For each biopsy, expert renal pathologists evaluated the elementary Banff criteria as recommended in the 2013 revised Banff Classification:10,11 glomerulitis (g), peritubular capillaritis (ptc), linear C4d staining in ptc or medullary vasa recta (C4d), chronic transplant glomerulopathy (cg), endarteritis (intimal arteritis, v), inflammation in non-scarred cortex (i), tubulitis in cortical tubules within non-scarred cortex (t), total cortical inflammation (ti), tubular atrophy in cortex (ct), interstitial fibrosis in cortex (ci), arteriolar hyalinosis (ah), arterial intimal fibrosis (fibrointimal thickening, cv). The diagnoses of interest were: active ABMR (yes/ no), TCMR (yes/no, borderline cases included as yes), IFTA lesions (grade ≥ II). These diagnoses were considered as the reference (gold standard) for training our ML algorithms. The clinical databases included the laboratory test results about donor-specific antibodies (DSA), serum creatinine (μmol/L) and proteinuria (g/L) at the time of the biopsy. No algorithm was built for glomerulonephritis or PVN as there were too few cases in the ROCKET training dataset and in the external validation datasets. Moreover, PVN is easily diagnosed by means of the specific SV40 staining, which is generally used in cases with positive BK virus serology. However, a computer program overlay was applied to biopsies with positive BK viremia together with positive t and i criteria, so as to avoid false positive TCMR diagnoses due to PVN.
Statistical analyses
The predictors were: the Banff criteria semi-quantitatively scored from 0 to 3 (g, ptc, C4d, cg, v, i, t, ti, ct, ci, ah, cv); DSA positivity; serum creatinine, proteinuria, and time elapsed between transplantation and biopsy. Using the training dataset, a ML algorithm was built for each different outcome: active ABMR (yes/no), TCMR (yes/no), IFTA (yes/no) and ABMR (active/chronic active).
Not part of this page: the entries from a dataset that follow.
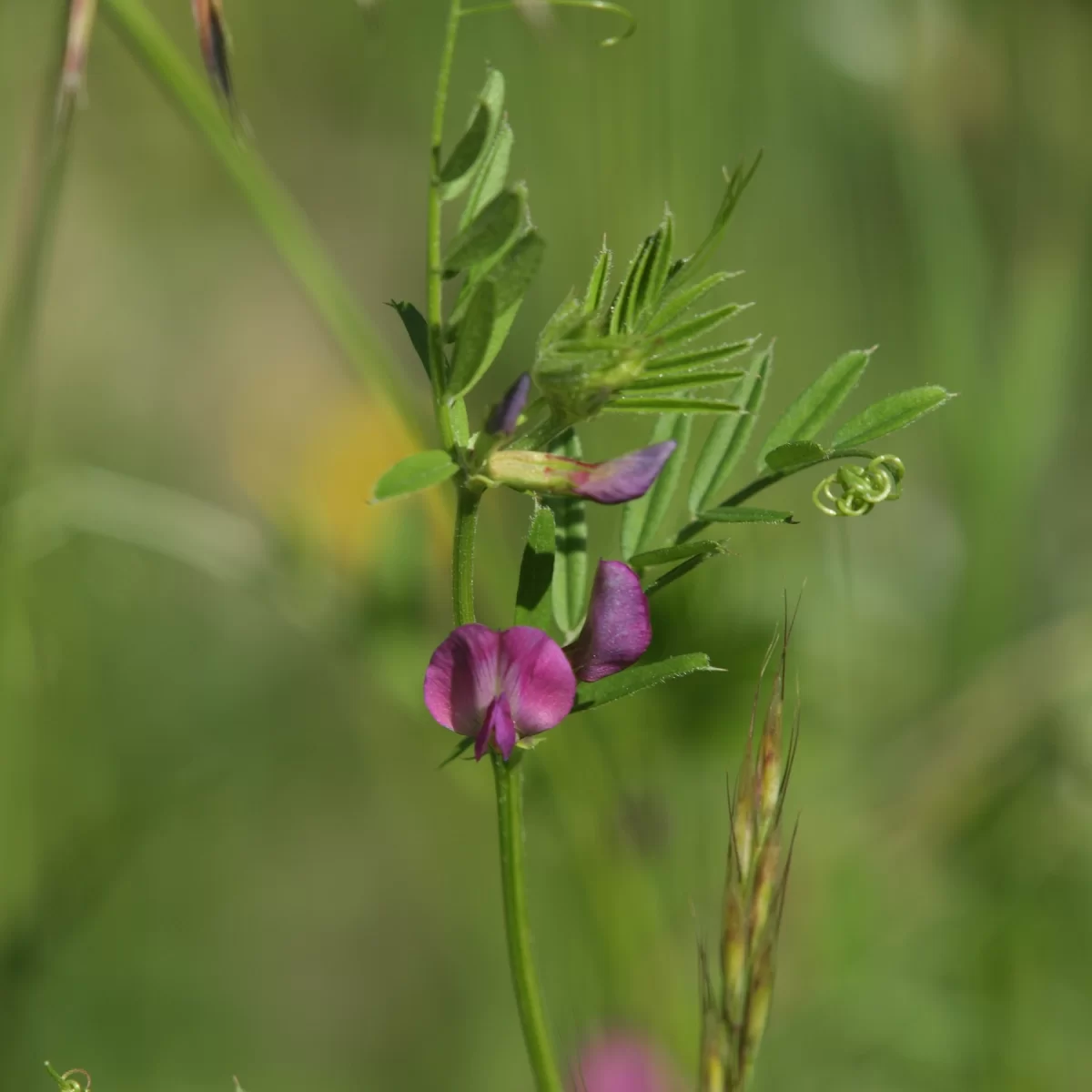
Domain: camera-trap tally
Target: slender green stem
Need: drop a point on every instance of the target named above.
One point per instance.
(508, 774)
(462, 566)
(753, 489)
(436, 359)
(282, 218)
(509, 782)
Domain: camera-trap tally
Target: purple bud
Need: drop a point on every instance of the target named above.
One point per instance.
(626, 478)
(611, 483)
(622, 1064)
(617, 632)
(506, 414)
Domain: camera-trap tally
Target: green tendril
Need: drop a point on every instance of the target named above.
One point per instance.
(862, 487)
(604, 5)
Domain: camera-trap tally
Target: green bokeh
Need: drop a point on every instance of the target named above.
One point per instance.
(224, 844)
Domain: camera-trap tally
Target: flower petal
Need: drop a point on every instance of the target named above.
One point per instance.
(506, 414)
(626, 478)
(462, 677)
(622, 1064)
(536, 678)
(617, 632)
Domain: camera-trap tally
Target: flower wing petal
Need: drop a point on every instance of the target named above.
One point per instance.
(538, 680)
(617, 632)
(462, 678)
(626, 478)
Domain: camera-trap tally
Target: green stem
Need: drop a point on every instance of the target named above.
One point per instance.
(508, 775)
(462, 566)
(282, 218)
(509, 782)
(753, 489)
(435, 309)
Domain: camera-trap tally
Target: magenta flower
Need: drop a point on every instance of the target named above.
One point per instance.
(617, 631)
(622, 1064)
(500, 687)
(614, 481)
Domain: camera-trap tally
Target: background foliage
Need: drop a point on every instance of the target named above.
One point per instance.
(224, 845)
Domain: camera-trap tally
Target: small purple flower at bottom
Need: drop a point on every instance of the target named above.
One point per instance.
(500, 687)
(622, 1064)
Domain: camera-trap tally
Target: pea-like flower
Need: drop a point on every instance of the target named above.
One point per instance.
(498, 687)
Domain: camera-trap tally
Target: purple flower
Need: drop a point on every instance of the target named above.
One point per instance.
(614, 481)
(622, 1064)
(506, 414)
(617, 631)
(498, 687)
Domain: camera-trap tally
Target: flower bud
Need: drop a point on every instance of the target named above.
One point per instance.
(614, 481)
(506, 414)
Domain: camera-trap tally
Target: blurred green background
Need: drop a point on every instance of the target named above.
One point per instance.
(224, 844)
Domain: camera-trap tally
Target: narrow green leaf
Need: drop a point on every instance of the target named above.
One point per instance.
(796, 453)
(457, 174)
(489, 233)
(735, 514)
(890, 414)
(416, 328)
(598, 283)
(702, 325)
(533, 606)
(667, 404)
(693, 359)
(681, 301)
(475, 336)
(738, 181)
(660, 266)
(458, 752)
(808, 414)
(513, 276)
(490, 175)
(633, 680)
(642, 517)
(622, 308)
(571, 562)
(729, 438)
(415, 473)
(670, 383)
(669, 555)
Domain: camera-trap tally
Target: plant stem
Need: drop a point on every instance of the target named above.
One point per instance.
(509, 782)
(753, 489)
(436, 359)
(282, 218)
(508, 775)
(462, 562)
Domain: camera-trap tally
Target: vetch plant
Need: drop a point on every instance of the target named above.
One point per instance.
(652, 345)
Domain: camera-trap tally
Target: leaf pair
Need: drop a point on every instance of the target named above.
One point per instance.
(792, 443)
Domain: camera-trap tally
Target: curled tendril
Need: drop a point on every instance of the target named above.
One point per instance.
(862, 487)
(604, 5)
(66, 1082)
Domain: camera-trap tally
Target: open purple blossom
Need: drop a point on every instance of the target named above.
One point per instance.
(614, 481)
(617, 631)
(622, 1064)
(506, 414)
(500, 687)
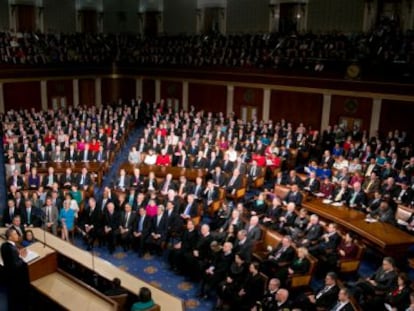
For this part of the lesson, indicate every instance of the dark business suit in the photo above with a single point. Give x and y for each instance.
(158, 226)
(110, 221)
(17, 274)
(279, 257)
(139, 242)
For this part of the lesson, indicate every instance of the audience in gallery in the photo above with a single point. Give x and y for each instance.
(385, 45)
(140, 213)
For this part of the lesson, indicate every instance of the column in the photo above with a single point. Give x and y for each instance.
(223, 21)
(375, 116)
(199, 20)
(274, 17)
(370, 14)
(185, 95)
(326, 111)
(266, 104)
(157, 91)
(138, 88)
(230, 99)
(408, 15)
(98, 92)
(2, 108)
(43, 94)
(75, 92)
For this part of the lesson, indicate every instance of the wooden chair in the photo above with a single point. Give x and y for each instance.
(303, 280)
(240, 193)
(352, 265)
(215, 206)
(120, 300)
(270, 238)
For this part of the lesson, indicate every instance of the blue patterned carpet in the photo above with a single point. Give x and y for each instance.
(154, 270)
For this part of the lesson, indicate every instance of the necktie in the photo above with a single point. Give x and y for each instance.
(141, 224)
(126, 220)
(187, 209)
(353, 198)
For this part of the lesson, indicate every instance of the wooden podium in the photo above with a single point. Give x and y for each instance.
(73, 294)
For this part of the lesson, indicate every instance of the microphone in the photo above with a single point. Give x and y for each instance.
(95, 278)
(43, 218)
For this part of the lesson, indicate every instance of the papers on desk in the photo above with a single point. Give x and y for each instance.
(31, 255)
(402, 222)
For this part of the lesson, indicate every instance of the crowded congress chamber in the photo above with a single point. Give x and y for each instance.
(207, 155)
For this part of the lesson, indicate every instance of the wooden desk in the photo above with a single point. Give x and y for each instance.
(60, 168)
(387, 238)
(162, 171)
(109, 271)
(71, 294)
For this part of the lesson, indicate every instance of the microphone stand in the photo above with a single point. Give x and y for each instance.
(95, 279)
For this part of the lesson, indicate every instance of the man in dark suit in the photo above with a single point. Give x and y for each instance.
(126, 226)
(200, 161)
(281, 256)
(10, 212)
(253, 173)
(101, 155)
(227, 165)
(327, 296)
(234, 183)
(328, 242)
(218, 177)
(210, 194)
(91, 222)
(357, 197)
(293, 196)
(312, 183)
(404, 194)
(123, 181)
(16, 272)
(190, 209)
(198, 188)
(158, 232)
(110, 225)
(312, 232)
(254, 233)
(141, 232)
(43, 155)
(243, 245)
(31, 216)
(212, 162)
(50, 178)
(84, 179)
(67, 179)
(185, 243)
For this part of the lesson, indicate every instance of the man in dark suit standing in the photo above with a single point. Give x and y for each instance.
(110, 225)
(91, 222)
(126, 226)
(281, 256)
(141, 231)
(158, 233)
(16, 272)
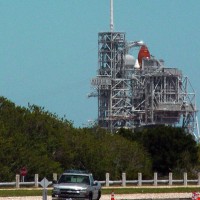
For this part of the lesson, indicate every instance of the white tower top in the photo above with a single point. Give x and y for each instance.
(111, 16)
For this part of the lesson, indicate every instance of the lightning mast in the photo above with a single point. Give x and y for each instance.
(111, 16)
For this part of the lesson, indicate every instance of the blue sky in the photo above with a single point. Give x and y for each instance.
(48, 48)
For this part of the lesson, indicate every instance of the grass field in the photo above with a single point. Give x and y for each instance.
(130, 190)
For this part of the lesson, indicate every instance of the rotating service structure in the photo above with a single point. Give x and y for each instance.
(134, 93)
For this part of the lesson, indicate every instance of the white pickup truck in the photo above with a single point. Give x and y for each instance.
(76, 184)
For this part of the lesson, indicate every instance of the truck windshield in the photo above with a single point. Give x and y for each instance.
(82, 179)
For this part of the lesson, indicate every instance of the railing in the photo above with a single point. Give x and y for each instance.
(123, 182)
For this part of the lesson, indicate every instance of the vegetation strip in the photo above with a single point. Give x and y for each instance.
(36, 192)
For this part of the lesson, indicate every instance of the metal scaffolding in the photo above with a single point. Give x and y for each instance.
(133, 97)
(134, 94)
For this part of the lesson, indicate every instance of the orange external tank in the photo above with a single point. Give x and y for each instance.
(143, 53)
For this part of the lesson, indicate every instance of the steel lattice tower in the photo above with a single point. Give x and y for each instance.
(134, 95)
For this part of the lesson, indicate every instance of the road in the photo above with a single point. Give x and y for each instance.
(117, 196)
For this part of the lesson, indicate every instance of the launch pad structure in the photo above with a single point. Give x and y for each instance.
(134, 93)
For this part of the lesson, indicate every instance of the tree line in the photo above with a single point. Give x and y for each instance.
(45, 144)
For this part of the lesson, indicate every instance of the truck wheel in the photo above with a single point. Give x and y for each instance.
(99, 195)
(90, 196)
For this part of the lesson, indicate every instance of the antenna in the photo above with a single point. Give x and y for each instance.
(111, 16)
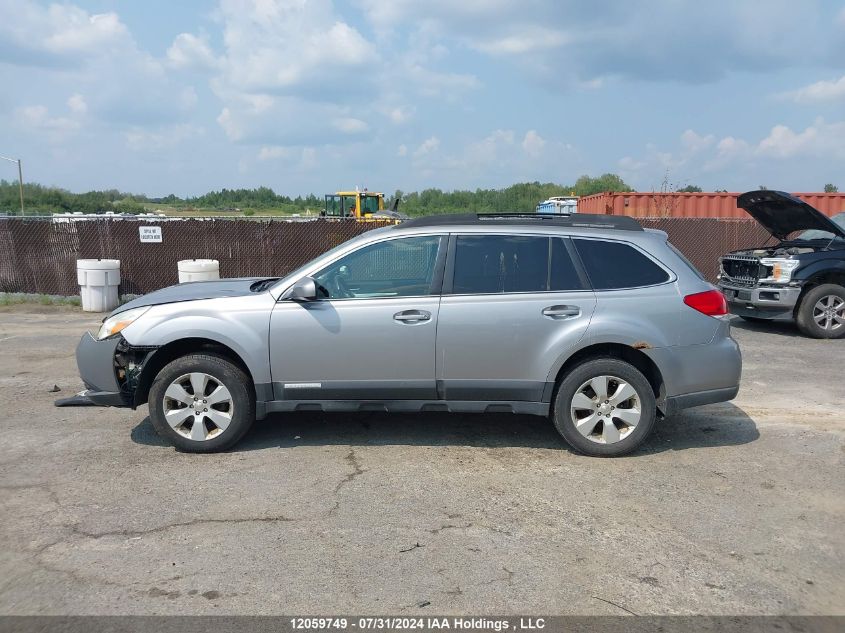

In the training dataset, biopsies with more than 2 missing data among the elementary Banff lesions were removed. This exclusion was not applied in the validation datasets, so as to evaluate the algorithms in real-life situations. After analyzing the distribution of the Banff elementary lesion scores, we chose to impute the respective median value to the missing scores, in the training dataset. No imputation was made in the different validation datasets. The ML method of Extreme Gradient Boosting, an ensemble method based on decision trees, was chosen for its good performance on structured tabular data and its ability to handle missing data for making predictions.12,13 Prior to training the algorithms, we optimized the hyperparameters using ten-fold cross validation, for best accuracy. With this optimal set of hyperparameters (Supplemental Table 2), we assessed the algorithm performance in the training phase using the same ten-fold cross validation procedure. Receiver operating characteristic (ROC) curves, representing the true positive rate (sensitivity) vs. the false positive rate (1 - specificity), were used to assess the threshold-independent classification performance of each model. As the training dataset was imbalanced (skewed towards normal biopsies), we also used precision-recall (PR) curves14,15 representing precision (positive predictive value) vs. recall (sensitivity), not considering true negatives. The minimum PR area under the curve (AUC) is equal to the prevalence of the disease. When thresholds were set to a certain value, agreement between ML classification results and the expert conclusion was assessed by calculation of the accuracy. Accuracy is the probability that an observation is correctly classified (number of true positives plus number of true negatives, divided by the total number of individuals). In this study, the primary end points were the diagnostic accuracy and the ROC AUC of the different ML algorithms.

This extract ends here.